MY FIRST REVIEW of a play was more than 50 years ago. For my college newspaper, I gave my opinion of the then-new Broadway musical Hair (which I adored).

My most recent review was a play that, for our purposes here, shall remain nameless because I didn’t like it at all. I gave it a very good review.

Confused? Let me explain.

I think of myself as a theatrical matchmaker — meaning that when I see a show, I don’t care if I love it or hate it. I’m just interested in getting the right people to see the show they would like.

Some years back, I attended a musical that was starting out in New Jersey. Producers hoped it would then move to New York. At the time, I was reviewing for The Star-Ledger, New Jersey’s leading newspaper and the ninth-biggest paper in the country. At the risk of sounding immodest, my review counted more than any other review in the state, but that was because of the circulation, not because of me. If I’d traded places with the lowest-selling paper in New Jersey, everyone would pay attention to my successor’s opinions and would no longer give a whit about what I wrote.

But I had the power to help or hinder this new musical from moving to much greener pastures. I thought it was silly and sophomoric. However, the audience was having a wonderful time. At every show I review, I make a point of turning around several times to see how the audience is responding. Wives often drag husbands to the theatre, and if they’re asleep, that’s not a good sign. But here both men and women were laughing heartedly and steadily.

I wrote, “People were throwing their heads back in laughter so much that today they’re probably all going to have to be fitted with whiplash collars.” As a result, producers came to this small Jersey town, saw the potential in the show, and moved it New York, where it ran for years and years and years. If I had given my actual opinion of the show, it most likely would have died without a New York chance.

Peter Filichia works with up-and-coming arts journalists during the Thespian Criticworks program at the 2018 International Thespian Festival.
Peter Filichia works with up-and-coming arts journalists during the Thespian Criticworks program at the 2018 International Thespian Festival. Photo by Susan Doremus.

Another example: Crossroads Theatre Company in New Brunswick, N.J., is an African American theatre. It mounted a play about six people in their 20s who go to a singles bar looking for love. Two wound up together; two didn’t; two might. The humor was of the sitcom variety, and I didn’t crack a smile all night long. But, even then, I was far from twentysomething. I never went to places such as this, because I’d already been with the same woman for decades and had no need to.

The audience certainly went for it, though, and I reported that.
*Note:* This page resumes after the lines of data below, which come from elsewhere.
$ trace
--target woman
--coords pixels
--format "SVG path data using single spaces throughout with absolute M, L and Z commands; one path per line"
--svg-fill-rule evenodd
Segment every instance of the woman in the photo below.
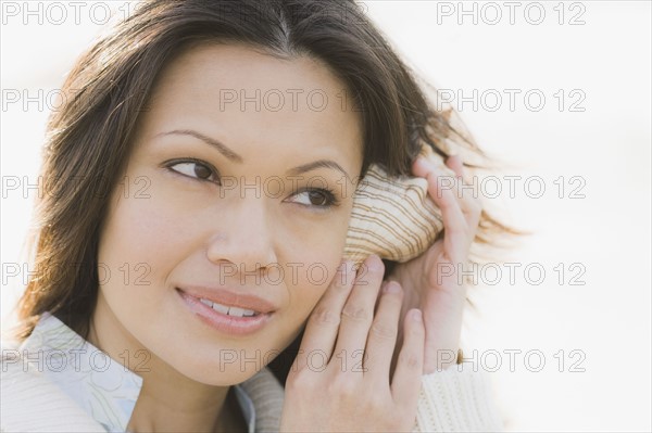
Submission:
M 448 119 L 353 2 L 147 1 L 64 93 L 3 430 L 500 428 L 443 356 L 465 290 L 438 269 L 501 226 L 417 158 Z M 387 271 L 342 262 L 372 164 L 427 178 L 446 229 Z

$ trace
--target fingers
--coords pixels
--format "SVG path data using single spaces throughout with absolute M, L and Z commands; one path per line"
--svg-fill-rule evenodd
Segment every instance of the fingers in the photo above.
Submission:
M 459 156 L 447 160 L 455 174 L 450 176 L 436 162 L 419 156 L 413 164 L 415 176 L 428 180 L 428 193 L 439 206 L 443 217 L 446 251 L 453 262 L 465 259 L 479 225 L 481 204 L 473 188 L 463 188 L 463 165 Z
M 298 371 L 306 366 L 308 359 L 316 351 L 330 356 L 339 330 L 340 311 L 347 302 L 354 278 L 353 263 L 346 260 L 338 268 L 333 282 L 308 320 L 301 347 L 294 360 Z
M 405 315 L 403 346 L 391 383 L 393 400 L 403 407 L 416 407 L 424 367 L 426 330 L 422 313 L 413 308 Z
M 361 360 L 374 320 L 374 306 L 385 266 L 376 255 L 367 257 L 341 309 L 341 320 L 334 355 Z M 350 369 L 347 369 L 350 370 Z M 360 372 L 360 371 L 356 371 Z
M 375 375 L 374 384 L 389 387 L 389 370 L 397 344 L 403 290 L 396 281 L 383 285 L 380 302 L 366 343 L 365 373 Z

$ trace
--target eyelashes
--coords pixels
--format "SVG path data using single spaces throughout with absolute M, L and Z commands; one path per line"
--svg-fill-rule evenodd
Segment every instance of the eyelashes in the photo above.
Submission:
M 165 162 L 164 166 L 170 170 L 190 179 L 222 186 L 220 171 L 205 161 L 196 158 L 171 160 Z M 306 207 L 327 209 L 339 205 L 339 200 L 335 193 L 331 190 L 324 188 L 303 188 L 294 192 L 292 198 L 299 199 L 290 200 L 290 202 Z

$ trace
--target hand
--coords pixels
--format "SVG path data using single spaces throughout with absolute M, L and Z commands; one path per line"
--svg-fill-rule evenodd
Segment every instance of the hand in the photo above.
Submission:
M 455 187 L 459 187 L 463 183 L 462 161 L 450 156 L 447 166 L 455 173 Z M 432 161 L 419 156 L 412 170 L 428 180 L 428 195 L 441 208 L 444 235 L 418 257 L 398 264 L 388 280 L 399 282 L 405 292 L 402 315 L 415 307 L 423 311 L 424 373 L 427 374 L 455 362 L 466 303 L 466 288 L 460 271 L 466 269 L 481 205 L 469 190 L 462 193 L 459 188 L 442 188 L 449 183 L 438 182 L 438 176 L 446 174 Z
M 403 323 L 404 343 L 393 379 L 403 293 L 384 283 L 378 256 L 355 278 L 351 262 L 338 269 L 309 318 L 286 382 L 281 431 L 411 431 L 421 391 L 425 330 L 418 310 Z M 378 307 L 374 314 L 374 306 Z

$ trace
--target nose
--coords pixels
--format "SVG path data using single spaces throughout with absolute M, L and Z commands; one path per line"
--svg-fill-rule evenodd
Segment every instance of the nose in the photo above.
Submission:
M 259 272 L 277 263 L 266 201 L 247 198 L 233 201 L 221 213 L 218 229 L 210 239 L 206 256 L 239 272 Z

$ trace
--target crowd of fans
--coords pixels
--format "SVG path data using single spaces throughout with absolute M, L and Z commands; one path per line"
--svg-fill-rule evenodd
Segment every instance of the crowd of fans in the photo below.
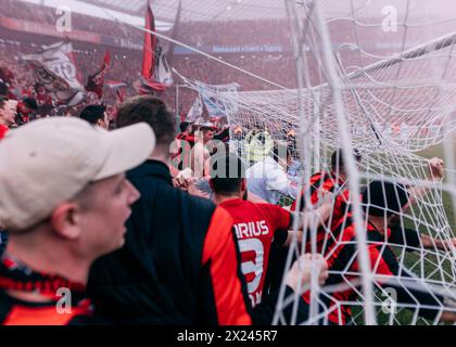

I also wrote, “Single people out there: Get down to Crossroads, for you’re going to see people going through the same problems you’ve been enduring, and you’ll feel much better about yourself and your troubles. And because the play has an intermission, who knows who you might meet in the lobby. You might not even be single much longer.”

On the strength of that review, the play had to be extended by weeks. Lord knows if some marriages, children, and, all right, divorces resulted from that piece. Had I said what I really thought, it would have probably played to half-empty houses and brought far less pleasure to far fewer people.

Critics, then, can give permission for theatregoers to like shows. People come into the playhouse in a better mood after reading a favorable review. The performers onstage feel better about themselves, and this good feeling spreads from actors to attendees and back again.

I once got a phone call from a brand-new theatre company’s press agent asking if I’d come see its show the following Friday. The person gasped in surprise when I said yes. But I know that if a big newspaper — not me, mind you, but a big newspaper — reviews a theatre’s productions, that troupe will have an easier time getting grants. So I said yes, I’d be there the following Friday.

The day came, and I got another call from that press agent begging me not to attend after all, hoping I could come on Saturday so they’d have an extra night to perfect the show. I offered to attend on Sunday to give everyone even more time. My offer was gratefully accepted.

On Sunday, I could see they were still not ready. But I could see they were getting there. So, I reviewed the show I knew they’d be able to perform by Tuesday.

If I were a film or TV critic, I’d review what I actually saw. But live theatre performances change and (usually) improve when the actors get more shows under their belts. I’m sure they were terrific by the time the following weekend came when most people would be attending. A theatre review can be obsolete by the time a new audience attends.

What critics should remember is that we go to the theatre all the time. Seriously, I attended 401 shows last season. (Bless those matinees!) And because critics go to the theatre night after night after night, we can easily get bored or burnt out. But The Broadway League did a survey and found that HEAVY-attending theatregoers go FOUR times a year. As a result, they’re more likely to be pleased than the rest of us. We’ve seen it all; we’ve heard it all; they haven’t.